Il processo di estradizione durò ben due anni, periodo nel quale Fujimori giocò la carta della cittadinanza giapponese per provare ad essere eletto senatore in Giappone tra le file del gruppo politico di estrema destra Kokumin Shintō (“Nuovo Partito del Popolo). La strategia però non dette i suoi frutti e dopo aver perso i comizi elettorali del 29 luglio 2007, che gli sarebbero valsi l’immunità parlamentare giapponese, il Cile realizzò il suo processo di estradizione il 22 settembre dello stesso anno.

La giustizia peruviana a quel punto mise al palo colui che per molti ancora oggi è “il salvatore del Perù” per aver eliminato la minaccia comunista del gruppo capeggiato da Abimael Guzman, il pericolo numero uno del Perù, arrestato proprio durante la presidenza di Fujimori il 12 settembre 1992 con la Operazione Victoria. Fujimori è un uomo che ha diviso il Perù e che dividerà i libri di storia: un despota e un criminale o un uomo illuminato che seppe far risorgere il Perù delle ceneri della violenza? Il mio giudizio in questo senso è chiaro e si allinea con le sentenze della Corte Interamericana dei Diritti Umani che si oppose alla sua liberazione, decretata con un polemico indulto nel 2017 dall’allora presidente Pedro Pablo Kuczynski.

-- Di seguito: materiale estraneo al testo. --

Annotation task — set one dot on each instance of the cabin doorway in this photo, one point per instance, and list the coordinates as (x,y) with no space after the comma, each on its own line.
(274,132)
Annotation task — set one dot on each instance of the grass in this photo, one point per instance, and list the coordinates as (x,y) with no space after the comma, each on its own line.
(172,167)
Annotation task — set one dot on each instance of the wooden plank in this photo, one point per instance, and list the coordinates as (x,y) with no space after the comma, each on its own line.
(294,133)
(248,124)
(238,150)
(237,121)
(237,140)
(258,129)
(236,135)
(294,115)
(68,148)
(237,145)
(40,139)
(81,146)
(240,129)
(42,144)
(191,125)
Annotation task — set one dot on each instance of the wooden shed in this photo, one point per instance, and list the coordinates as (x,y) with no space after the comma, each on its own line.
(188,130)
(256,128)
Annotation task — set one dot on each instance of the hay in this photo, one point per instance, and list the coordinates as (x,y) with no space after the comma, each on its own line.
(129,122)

Da notare una coincidenza curiosa, di quelle che la Storia con la S maiuscola a volte riserva per chi osserva con attenzione. I due arcinemici, protagonisti degli anni più duri del Perù e responsabili di massacri, omicidi, attentati, esecuzioni extragiudiziali, sparizioni e torture, sono morti entrambi l’11 settembre all’età di 86 anni. Abimael Guzmán è morto l’11 settembre 2021 nel centro di detenzione di massima sicurezza della base navale di Callao (dove stava scontando l’ergastolo), mentre Alberto Fujimori è morto da uomo libero l’11 settembre 2024 nella casa di sua figlia Keiko (quartiere di San Borja a Lima).